You can often hear this opinion: it is better to sow tomato seeds later - in mid-late March - spring is gaining strength, there will be sun, light, and the plants, supposedly, will catch up in development. I invite every gardener in their area to record the weather from February to May. Maybe somewhere in March and April is really very sunny. In our North-West region, there is a rare spring like this. Usually in March and the first two decades of April in St. Petersburg it is cloudy, rain, snow. Conversely, February is sunny and frosty. Those gardeners who do not have backlighting at all suffer especially in such a spring.
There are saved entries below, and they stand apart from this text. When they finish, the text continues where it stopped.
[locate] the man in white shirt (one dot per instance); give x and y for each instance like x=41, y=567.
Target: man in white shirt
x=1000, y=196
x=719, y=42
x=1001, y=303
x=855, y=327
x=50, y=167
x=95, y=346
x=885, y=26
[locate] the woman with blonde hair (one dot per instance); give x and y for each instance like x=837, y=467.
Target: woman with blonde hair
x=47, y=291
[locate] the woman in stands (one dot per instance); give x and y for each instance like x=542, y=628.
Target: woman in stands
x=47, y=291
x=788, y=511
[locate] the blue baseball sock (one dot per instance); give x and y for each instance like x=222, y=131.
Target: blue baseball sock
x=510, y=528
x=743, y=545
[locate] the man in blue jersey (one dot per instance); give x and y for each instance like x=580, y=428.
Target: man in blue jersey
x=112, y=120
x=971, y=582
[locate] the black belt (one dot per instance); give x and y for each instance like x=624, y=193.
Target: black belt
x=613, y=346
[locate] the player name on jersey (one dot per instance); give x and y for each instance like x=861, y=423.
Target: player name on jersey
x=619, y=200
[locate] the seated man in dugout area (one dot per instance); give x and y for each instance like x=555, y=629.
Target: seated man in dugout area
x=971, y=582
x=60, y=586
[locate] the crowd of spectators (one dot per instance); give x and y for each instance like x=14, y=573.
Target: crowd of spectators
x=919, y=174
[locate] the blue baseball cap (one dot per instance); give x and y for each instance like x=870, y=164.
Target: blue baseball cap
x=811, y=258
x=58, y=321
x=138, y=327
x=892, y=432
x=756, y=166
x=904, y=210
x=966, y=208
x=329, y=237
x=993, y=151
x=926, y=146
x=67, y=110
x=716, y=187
And here is another example from the experience of my friend, she is a biologist by training. She lives in an apartment where the sun never comes, she is cold - the temperature does not rise above + 13 ° C. And what could she do? She sowed seeds of all varieties at the end of January, the senets stood on heating pads, germinated in February, lit up as best she could. At the end of April, she took the seedlings to the site, at the beginning of May she planted them in a greenhouse, and then in the summer she collected a large harvest of red fruits. When you see her seedlings, and then the harvest, the question involuntarily arises: "Where does that come from?"

So I am very flexible about the sowing time, the tomato is such a plastic plant that it will yield a harvest in any situation. But northerners and residents of our region should remember that frosts are still possible at the end of the first decade of June, and in mid-August there are also frosts.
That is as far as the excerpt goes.